The stage features overhanging catwalks at the fifth floor level and supports for scenery, curtains and light fixtures. The stage basement houses mechanical equipment and an organ platform.
In 1955, a $45,000.00 Aeolian Skinner electrically powered pipe organ was installed in the auditorium. The organ’s designer, G. Donald Harrison, died the following year and its tonal qualities cannot be duplicated today. Organists of worldwide fame have played and praised the instrument.
Conservatory of Music
The music conservatory attached to the back of Byrnes Auditorium was designed as an extension of the auditorium by James B. Urquhart of Columbia and A. D. Gilchrist of Rock Hill, the auditorium’s architects. It was funded with part of the $400,000.00 in Public Works Administration grants and matching state appropriations used for the auditorium, and completed in 1939 by the Hardaway Construction Company of Columbus, Georgia.

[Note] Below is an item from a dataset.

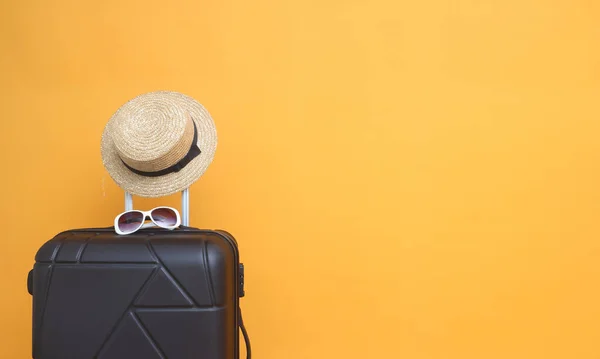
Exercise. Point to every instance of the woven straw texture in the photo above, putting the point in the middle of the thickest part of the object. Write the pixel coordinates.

The music department had been housed in the back wing of McLaurin Hall, which had practice rooms and a rehearsal hall. The 1939 conservatory has additional space for music instruction and practice, and provides rehearsal areas for professional performers using the auditorium. After the new conservatory was built, the old quarters in McLaurin were converted into dormitory rooms.
The conservatory has an “E” shaped plan with stepped floor levels descending from a four story center section to a one story practice hall. The exterior masonry walls are detailed with plain stone friezes and a variety of window types, which cover a large percentage of the surface area. Windows on the three story wings sides, wing ends, and center section are 6/6, 8/8, and 10/10 sash respectively. The practice hall has complex chapel windows with masonry arches, semicircular fanlights, and sidelights.

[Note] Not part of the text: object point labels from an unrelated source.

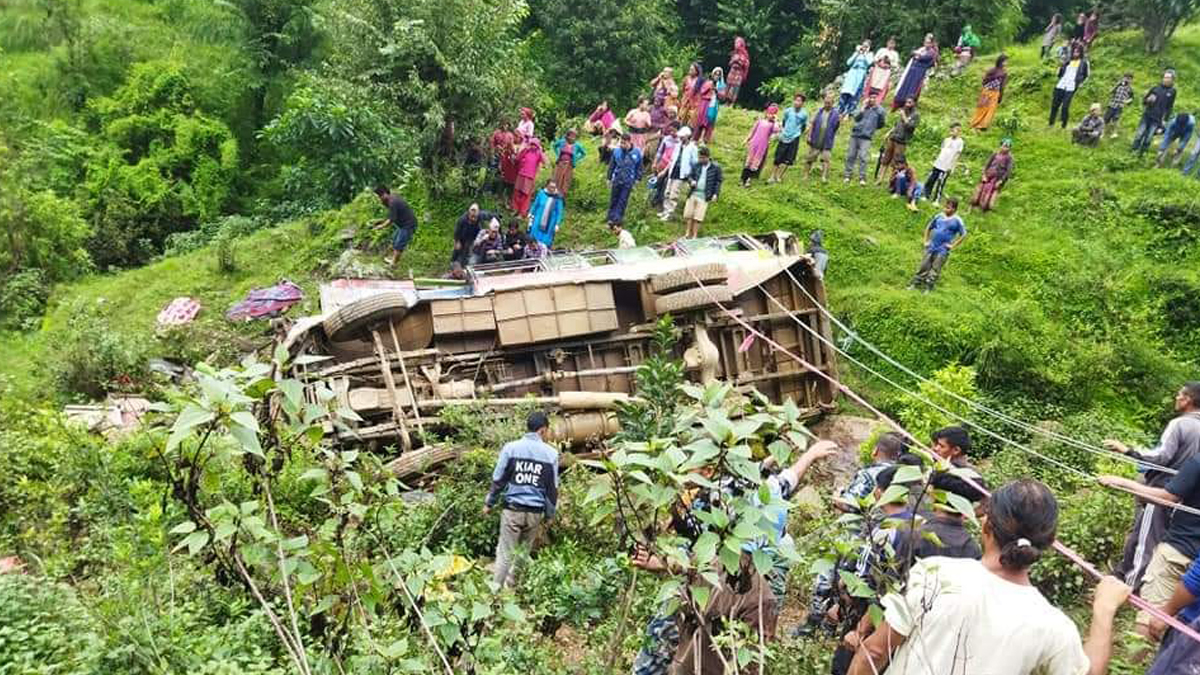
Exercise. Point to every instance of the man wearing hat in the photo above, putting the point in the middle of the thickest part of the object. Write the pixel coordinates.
(679, 172)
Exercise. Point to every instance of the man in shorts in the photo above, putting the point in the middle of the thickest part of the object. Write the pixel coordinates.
(706, 186)
(1181, 544)
(821, 137)
(898, 139)
(401, 217)
(796, 119)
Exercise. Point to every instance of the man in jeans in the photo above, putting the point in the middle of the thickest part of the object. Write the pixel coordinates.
(1179, 131)
(527, 476)
(706, 186)
(943, 233)
(1157, 106)
(898, 141)
(867, 121)
(1179, 442)
(1181, 544)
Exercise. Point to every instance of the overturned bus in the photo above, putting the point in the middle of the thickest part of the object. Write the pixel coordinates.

Conservatory wings contain banks of small practice rooms on each floor with large studios at the ends. The center section has offices, practice rooms, and restrooms on the first two floors. A large rehearsal room, music library (currently housed in McLaurin Hall), and classrooms are on the third floor, with two classrooms on the ends of the fourth floor. Floors are connected by stairways on wing ends and in the back of the center section.
The large (85’ x 37’) recital hall has a stage and seating for 224. In the 1970s a ten-stop Gabriel Kney organ, with different tonal qualities from the Byrnes Auditorium organ, was installed.
There is nothing of particular architectural distinction about the conservatory, but it must be considered part of Byrnes Auditorium, with a total significance to the college and state. Stylistically it has little connection with the auditorium except for the common use of Flemish bond brick and plain stone friezes. Historically, it has state-wide significance through its New Deal origins and construction. The solid, spacious structure should continue to serve the campus for as long as the auditorium remains standing.